Disenchantment in Color Cosmetics

In the last few days, we’ve been on calls with strategic buyers, LPs, bankers, and beauty founders, and the word that kept coming up was "disenchantment." In 2021 and 2022, the beauty sector saw massive valuations and M&A interest. Investment bankers were shopping some of the buzziest names: Summer Fridays, Makeup by Mario, Rare Beauty, Merit. Yet the recent acquisition of Rhode by e.l.f. marks one of the only true exits to hit headlines.

Turnaround Playbooks (And Why Most Brands Don’t Qualify)

The typical turnaround goal: take a brand to 75-80% margins and a 10%+ profit line in 3-4 years. But even if a brand looks promising on paper, most buyers can’t justify the time or spend to fix something they believe won’t align with market timelines.

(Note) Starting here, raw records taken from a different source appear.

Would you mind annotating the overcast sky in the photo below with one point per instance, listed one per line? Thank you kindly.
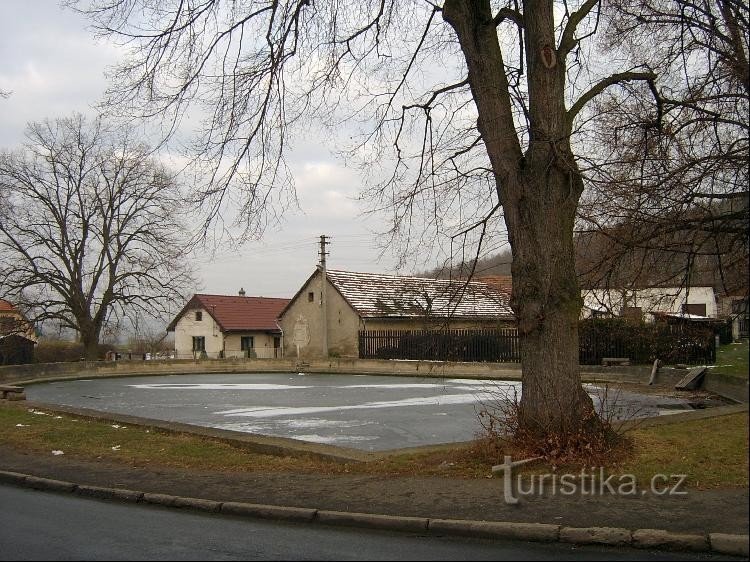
(54, 66)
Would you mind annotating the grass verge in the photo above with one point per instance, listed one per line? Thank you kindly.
(713, 452)
(732, 360)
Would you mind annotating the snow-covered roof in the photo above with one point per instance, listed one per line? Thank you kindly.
(374, 295)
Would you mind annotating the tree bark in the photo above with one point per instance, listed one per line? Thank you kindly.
(539, 190)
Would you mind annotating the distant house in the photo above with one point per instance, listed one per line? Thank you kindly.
(17, 337)
(325, 316)
(224, 326)
(650, 303)
(734, 307)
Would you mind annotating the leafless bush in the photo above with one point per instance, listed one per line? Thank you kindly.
(501, 432)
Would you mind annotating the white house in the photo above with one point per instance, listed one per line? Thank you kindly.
(646, 302)
(223, 326)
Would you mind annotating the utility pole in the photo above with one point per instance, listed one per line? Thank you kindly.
(324, 241)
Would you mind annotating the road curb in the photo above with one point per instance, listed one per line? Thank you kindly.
(536, 532)
(373, 521)
(610, 536)
(722, 543)
(737, 545)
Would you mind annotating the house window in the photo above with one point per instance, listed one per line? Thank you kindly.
(632, 313)
(696, 309)
(739, 306)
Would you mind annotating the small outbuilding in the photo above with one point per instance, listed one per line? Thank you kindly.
(327, 314)
(17, 337)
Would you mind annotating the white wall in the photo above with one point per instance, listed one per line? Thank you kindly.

A typical turnaround playbook includes:

  • Cutting non-essential retail doors and leaning into Sephora as the gold standard

  • Exiting international markets that are draining capital

  • Reducing SKU count and clearing out non-performers via liquidation channels

  • Identifying one true hero product to anchor retail presence and brand storytelling

  • Rebuilding brand identity but doing it carefully (see: Voicemail Candle backlash)

But here’s the problem. If you’re a color brand, especially one that never established a hero product, you’re in a tough spot.

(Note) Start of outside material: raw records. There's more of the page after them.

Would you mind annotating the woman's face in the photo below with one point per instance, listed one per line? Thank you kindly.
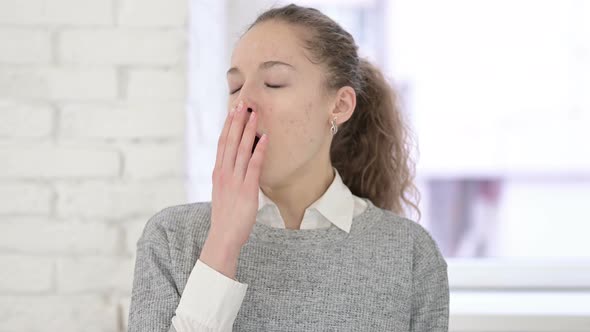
(271, 73)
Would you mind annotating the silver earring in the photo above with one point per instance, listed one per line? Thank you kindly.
(334, 128)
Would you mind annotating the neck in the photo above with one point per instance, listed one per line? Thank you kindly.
(303, 187)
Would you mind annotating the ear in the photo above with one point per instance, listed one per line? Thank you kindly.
(344, 104)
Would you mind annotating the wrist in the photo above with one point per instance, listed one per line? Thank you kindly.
(220, 255)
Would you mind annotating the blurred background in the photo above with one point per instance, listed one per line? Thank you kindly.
(110, 110)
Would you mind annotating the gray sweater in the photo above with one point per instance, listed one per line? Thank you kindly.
(387, 274)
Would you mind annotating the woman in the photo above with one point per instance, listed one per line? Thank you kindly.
(304, 231)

Color is Expensive to Scale

Unlike skincare, where a single product can serve all skin types, color cosmetics comes with added complexity. To develop a competitive concealer, for instance, you need dozens of shades. Today’s consumer expects inclusive shade ranges—and rightly so. But building and maintaining that level of inventory is near impossible for indie brands under $50M in revenue.

Skincare lets you scale with fewer SKUs. Color makes that efficiency nearly impossible.

What Happened to Ami Colé and Freck?

When Ami Colé announced its closure, the industry took notice. This was a brand with community, funding, Sephora distribution, and mission-driven storytelling. In the founder’s own words: "I hope the next chapter includes more accountability, more transparency, and a willingness to learn from what didn’t work."

And yet the feedback from other founders was revealing: brands with every strategic advantage still lose when they lose focus. As one open letter put it: "Startups are hard. But the blame is being misdirected: toward structural explanations, investors, retailers. The reality is, the brand lost its North Star. The consumer evolved, and the brand didn’t."

Freck Beauty, another beloved indie favorite, recently saw its founder step down after a quiet brand acquisition. There was no viral exit, no blockbuster acquisition—just another brand reshuffled in the background.

What Founders Need to Hear

There are lessons here for every brand building today. Not just in beauty, but in any saturated consumer category.

  • Aesthetics aren’t enough. If your brand is built on moodboards and influencer buzz alone, you’re at risk.

  • You need a moat. That can be product, community, margin, or IP. But it can’t just be vibes.

  • Distribution is not the win. Retail is expensive real estate, and if you're not pulling your weight on the shelf, you’ll get cut.

  • Understand your TAM. If your brand is built for a sliver of the market, can that slice sustain you at scale?

  • The business needs to scale smarter than it grows. More SKUs, more markets, more doors—none of it matters if margin and efficiency fall apart.

Founders also need to consider what they're signing up for. This industry is glamorized, but many are learning the hard way: beauty isn’t easy. And it’s not for everyone. As one founder told us, "You can’t build a product for a billion-dollar category with a million-dollar mindset."

Final Takeaway

There’s still room in beauty. But there’s less patience, less hype, and less margin for error. For every brand shutting down, there’s a chance to learn, adapt, and build smarter.